Entre los millones de personas en la Ciudad de México, habitan también los fantasmas y las leyendas. Algunos dirán que son solo cuentos, otros han visto el terror con sus propios ojos. El pódcast Relatos de la noche cuenta esas historias que muchos se niegan a creer. Uriel Reyes, su creador, nos comparte una de ellas.
¿Has escuchado hablar de la mujer vampiro de Chapultepec? Sí, ya sé lo que vas a decir: son leyendas que solo creen los turistas y algún despistado que sale tarde de su oficina por ese rumbo, y se quiere imaginar una aventura que incluya a una silueta que alcanza a ver a lo lejos mientras camina al Metrobús. Algo que lo saque de esa rutina, más espantosa que las historias de fantasmas que habitan la Ciudad de México. Una criatura salida de un cuento de Esquinca o de Chimal, o una de esas leyendas que se han vuelto populares en internet, como la Mujer Sonriente de la Línea 1 del Metro.
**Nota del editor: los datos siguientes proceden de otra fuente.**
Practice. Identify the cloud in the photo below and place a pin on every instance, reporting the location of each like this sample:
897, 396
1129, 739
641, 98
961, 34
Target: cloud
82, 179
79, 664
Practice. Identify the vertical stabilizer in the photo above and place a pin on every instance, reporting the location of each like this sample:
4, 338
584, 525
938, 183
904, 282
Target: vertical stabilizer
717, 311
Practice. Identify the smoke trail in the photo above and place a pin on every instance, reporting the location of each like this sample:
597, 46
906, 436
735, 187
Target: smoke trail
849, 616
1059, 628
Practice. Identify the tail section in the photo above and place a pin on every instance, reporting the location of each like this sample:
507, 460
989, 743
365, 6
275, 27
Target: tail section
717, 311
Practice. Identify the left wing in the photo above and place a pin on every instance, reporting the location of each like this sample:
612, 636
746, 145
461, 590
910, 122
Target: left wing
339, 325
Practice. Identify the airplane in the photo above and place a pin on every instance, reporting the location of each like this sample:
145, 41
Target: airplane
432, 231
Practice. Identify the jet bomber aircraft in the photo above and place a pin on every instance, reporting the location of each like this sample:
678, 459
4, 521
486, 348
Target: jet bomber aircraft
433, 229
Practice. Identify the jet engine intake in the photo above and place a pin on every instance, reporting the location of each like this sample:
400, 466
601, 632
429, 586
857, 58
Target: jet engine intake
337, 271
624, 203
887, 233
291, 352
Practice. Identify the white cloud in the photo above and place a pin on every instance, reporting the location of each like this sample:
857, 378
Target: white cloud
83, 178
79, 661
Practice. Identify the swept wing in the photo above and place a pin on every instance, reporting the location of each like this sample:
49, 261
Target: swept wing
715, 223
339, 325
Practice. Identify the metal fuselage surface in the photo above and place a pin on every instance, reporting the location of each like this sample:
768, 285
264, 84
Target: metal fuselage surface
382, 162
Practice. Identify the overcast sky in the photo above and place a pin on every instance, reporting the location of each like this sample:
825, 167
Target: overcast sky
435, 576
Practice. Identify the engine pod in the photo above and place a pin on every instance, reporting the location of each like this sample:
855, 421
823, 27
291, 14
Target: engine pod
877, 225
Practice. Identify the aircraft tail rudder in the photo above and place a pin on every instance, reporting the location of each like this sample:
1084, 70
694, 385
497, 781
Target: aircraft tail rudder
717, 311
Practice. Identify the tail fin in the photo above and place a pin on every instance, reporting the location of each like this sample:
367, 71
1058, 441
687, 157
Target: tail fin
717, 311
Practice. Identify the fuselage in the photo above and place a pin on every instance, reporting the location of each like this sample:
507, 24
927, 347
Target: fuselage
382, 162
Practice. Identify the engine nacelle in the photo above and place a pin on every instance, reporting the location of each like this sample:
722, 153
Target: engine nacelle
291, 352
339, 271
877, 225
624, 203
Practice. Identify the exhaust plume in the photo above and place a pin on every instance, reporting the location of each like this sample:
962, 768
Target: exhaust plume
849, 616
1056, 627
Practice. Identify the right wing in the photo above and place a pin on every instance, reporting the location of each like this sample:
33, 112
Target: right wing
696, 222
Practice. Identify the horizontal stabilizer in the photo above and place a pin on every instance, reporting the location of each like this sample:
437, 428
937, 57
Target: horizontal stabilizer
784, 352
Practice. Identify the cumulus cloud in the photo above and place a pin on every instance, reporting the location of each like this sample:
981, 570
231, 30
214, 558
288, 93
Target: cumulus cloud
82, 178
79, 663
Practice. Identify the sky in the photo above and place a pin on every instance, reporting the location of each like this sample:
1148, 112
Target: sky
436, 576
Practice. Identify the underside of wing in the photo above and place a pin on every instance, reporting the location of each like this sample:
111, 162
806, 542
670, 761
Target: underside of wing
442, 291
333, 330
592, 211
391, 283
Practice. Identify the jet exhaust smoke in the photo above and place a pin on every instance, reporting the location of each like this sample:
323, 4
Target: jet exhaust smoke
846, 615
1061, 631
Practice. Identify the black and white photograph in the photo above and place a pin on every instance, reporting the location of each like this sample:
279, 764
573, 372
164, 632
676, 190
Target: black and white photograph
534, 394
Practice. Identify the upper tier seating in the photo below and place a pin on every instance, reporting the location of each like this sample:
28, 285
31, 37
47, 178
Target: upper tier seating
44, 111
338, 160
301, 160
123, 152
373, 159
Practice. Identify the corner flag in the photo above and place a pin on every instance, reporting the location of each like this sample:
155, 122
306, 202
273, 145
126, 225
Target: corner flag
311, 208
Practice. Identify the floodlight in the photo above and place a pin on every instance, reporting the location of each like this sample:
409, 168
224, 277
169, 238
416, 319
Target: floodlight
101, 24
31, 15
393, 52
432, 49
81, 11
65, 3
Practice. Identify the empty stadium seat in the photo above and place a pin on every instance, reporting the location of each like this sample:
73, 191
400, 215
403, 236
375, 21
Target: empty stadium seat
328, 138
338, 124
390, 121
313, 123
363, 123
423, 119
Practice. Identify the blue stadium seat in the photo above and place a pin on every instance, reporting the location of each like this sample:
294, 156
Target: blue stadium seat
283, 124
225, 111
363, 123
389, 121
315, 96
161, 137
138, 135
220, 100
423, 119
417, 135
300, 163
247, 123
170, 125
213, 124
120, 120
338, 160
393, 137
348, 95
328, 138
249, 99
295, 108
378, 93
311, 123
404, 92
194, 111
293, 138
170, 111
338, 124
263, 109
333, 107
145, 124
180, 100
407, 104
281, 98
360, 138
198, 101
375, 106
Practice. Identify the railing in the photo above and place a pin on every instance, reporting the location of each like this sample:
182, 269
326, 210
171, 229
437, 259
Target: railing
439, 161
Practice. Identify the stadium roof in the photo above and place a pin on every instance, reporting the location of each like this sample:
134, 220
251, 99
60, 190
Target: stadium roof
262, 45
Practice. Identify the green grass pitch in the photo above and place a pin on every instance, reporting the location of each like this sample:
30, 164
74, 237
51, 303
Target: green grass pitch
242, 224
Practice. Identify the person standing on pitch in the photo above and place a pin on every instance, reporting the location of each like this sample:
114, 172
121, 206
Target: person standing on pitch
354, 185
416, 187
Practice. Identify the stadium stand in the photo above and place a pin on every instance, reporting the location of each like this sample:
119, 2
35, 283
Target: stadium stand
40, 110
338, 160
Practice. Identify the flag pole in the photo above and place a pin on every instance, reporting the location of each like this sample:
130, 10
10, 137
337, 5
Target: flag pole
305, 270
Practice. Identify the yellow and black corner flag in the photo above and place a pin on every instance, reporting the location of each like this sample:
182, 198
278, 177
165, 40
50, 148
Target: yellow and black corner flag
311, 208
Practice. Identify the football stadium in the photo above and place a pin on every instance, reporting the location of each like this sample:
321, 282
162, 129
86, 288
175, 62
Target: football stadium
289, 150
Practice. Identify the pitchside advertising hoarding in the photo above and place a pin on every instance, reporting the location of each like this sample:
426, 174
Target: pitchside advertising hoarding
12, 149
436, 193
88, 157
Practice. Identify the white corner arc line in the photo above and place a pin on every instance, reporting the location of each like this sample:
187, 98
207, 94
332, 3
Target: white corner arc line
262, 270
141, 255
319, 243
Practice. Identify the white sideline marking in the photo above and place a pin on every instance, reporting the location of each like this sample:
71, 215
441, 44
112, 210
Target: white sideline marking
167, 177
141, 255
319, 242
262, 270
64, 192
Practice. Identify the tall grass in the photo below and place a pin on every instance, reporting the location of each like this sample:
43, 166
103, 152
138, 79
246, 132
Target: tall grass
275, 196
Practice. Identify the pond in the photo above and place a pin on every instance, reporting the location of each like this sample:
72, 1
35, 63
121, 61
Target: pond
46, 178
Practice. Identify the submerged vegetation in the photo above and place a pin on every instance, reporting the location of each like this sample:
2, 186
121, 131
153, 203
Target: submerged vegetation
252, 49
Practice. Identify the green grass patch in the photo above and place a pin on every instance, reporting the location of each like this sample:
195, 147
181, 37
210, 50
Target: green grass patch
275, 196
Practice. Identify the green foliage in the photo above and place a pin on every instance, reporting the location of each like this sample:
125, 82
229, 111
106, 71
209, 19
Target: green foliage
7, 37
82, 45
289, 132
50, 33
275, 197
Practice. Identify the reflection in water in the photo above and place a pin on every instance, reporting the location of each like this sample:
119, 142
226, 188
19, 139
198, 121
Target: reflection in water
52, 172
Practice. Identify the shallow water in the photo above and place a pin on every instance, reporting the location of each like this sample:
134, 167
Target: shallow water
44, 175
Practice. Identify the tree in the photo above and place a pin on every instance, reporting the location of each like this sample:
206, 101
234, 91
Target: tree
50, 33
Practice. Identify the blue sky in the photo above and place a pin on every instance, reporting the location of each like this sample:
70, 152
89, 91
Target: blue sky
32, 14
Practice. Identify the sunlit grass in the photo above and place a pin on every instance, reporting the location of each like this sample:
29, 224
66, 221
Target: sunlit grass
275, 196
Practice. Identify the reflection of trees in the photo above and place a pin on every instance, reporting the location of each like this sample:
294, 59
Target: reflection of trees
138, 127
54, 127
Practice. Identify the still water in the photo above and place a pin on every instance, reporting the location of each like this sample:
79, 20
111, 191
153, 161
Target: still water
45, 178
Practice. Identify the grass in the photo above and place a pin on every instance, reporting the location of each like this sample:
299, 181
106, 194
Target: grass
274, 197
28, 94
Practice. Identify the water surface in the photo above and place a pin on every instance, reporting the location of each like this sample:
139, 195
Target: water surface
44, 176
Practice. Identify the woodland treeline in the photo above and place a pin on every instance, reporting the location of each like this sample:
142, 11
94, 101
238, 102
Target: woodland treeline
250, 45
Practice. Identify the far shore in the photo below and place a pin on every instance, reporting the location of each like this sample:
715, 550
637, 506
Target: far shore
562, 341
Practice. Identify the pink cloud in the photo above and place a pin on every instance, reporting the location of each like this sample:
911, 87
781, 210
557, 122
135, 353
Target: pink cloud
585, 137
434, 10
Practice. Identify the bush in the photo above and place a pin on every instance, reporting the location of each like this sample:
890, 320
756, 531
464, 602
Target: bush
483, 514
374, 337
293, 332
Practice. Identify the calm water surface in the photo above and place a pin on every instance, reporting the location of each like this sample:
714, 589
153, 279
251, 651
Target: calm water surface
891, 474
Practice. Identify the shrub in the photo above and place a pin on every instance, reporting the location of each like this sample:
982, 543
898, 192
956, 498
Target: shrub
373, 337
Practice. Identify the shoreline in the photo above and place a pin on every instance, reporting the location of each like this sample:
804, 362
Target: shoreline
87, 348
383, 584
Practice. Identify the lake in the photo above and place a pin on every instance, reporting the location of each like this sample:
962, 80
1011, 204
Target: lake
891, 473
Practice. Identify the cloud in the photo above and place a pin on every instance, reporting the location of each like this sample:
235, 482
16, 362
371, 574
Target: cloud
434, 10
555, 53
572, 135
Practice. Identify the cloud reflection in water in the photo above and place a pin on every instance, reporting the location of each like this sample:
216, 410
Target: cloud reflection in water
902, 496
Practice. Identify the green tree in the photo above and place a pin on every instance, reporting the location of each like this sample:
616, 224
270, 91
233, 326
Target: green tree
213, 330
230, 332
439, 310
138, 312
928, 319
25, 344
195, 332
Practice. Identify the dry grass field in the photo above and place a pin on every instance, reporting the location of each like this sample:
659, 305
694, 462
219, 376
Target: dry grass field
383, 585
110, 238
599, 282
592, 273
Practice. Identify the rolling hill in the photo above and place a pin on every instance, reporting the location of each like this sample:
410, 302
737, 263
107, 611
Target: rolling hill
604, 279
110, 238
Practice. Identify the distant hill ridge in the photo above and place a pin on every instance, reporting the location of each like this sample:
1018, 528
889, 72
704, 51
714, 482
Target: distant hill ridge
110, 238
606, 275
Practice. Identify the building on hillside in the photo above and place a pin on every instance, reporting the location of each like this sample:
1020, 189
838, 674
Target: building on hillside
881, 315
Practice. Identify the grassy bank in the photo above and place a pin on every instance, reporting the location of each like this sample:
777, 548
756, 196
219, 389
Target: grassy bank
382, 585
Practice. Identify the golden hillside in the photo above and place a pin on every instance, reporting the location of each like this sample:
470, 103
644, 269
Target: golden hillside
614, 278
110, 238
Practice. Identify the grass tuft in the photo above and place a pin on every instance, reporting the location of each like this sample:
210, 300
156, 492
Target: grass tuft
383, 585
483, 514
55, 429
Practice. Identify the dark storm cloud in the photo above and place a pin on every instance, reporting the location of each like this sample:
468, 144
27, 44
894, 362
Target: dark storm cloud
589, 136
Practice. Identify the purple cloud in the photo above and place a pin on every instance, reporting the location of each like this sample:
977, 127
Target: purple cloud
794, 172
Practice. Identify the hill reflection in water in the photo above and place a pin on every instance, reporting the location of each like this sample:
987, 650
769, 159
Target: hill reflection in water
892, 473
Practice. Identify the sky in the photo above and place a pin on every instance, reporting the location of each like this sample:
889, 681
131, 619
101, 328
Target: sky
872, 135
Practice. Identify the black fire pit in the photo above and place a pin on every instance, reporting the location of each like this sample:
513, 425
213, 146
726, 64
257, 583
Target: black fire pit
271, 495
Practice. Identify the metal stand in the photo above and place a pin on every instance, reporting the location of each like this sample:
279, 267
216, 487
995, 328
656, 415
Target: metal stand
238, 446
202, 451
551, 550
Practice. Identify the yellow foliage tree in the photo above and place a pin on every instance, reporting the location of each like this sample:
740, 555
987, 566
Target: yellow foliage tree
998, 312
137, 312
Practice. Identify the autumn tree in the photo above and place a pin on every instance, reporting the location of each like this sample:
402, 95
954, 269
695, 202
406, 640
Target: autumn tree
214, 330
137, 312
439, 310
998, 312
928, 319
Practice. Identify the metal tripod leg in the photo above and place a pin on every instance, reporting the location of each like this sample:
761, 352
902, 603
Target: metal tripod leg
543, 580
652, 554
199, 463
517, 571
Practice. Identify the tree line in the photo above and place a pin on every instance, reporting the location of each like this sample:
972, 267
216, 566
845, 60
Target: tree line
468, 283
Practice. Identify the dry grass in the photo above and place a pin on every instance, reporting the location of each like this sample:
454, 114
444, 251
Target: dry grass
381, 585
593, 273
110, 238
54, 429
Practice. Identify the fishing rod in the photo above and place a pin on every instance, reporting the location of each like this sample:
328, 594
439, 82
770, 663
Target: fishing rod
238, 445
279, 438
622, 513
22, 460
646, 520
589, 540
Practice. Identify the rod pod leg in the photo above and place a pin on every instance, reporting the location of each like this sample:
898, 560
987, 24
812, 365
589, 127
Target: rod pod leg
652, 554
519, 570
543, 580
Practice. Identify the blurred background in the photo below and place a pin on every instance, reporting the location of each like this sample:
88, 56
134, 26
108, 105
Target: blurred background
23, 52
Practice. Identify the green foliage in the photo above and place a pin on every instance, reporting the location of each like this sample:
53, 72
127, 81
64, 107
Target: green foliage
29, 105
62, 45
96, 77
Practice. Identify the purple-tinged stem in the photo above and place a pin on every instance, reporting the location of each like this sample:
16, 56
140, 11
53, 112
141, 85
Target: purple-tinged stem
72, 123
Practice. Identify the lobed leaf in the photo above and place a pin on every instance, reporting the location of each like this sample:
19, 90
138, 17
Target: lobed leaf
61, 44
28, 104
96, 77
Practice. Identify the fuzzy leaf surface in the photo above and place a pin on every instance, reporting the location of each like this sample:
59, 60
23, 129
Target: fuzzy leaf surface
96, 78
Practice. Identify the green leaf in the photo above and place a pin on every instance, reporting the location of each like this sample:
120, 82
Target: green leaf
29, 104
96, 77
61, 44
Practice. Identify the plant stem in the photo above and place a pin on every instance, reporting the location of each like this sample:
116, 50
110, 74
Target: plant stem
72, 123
Pero déjame decirte que detrás de esto, de ese nombre de fantasía, hay mucho más de verdad de lo que quisiera aceptar.
La primera vez que escuché al respecto fue cuando trabajaba en la Secretaría de Obras y Servicios de la ciudad, supervisando a los trabajadores de limpieza del turno nocturno; barrenderos y barrenderas que recorren la llamada Red Vial Primaria. Entre los que andaban en la zona de Paseo de la Reforma se contaba de aquella leyenda urbana: una mujer vampiro que aparecía cada ciertos años, cerca del Museo Nacional de Antropología e Historia. Decían que, aprovechándose de la oscuridad y de lo despreocupada que camina la gente por ahí, se llevaba de pronto a algún niño descuidado por los padres. Se perdía entre los árboles llevándolo consigo en brazos, como ave de presa. Aunque había gente que lograba seguirla de cerca, en algún momento desaparecía como si se la tragara la tierra, y no la volvían a encontrar.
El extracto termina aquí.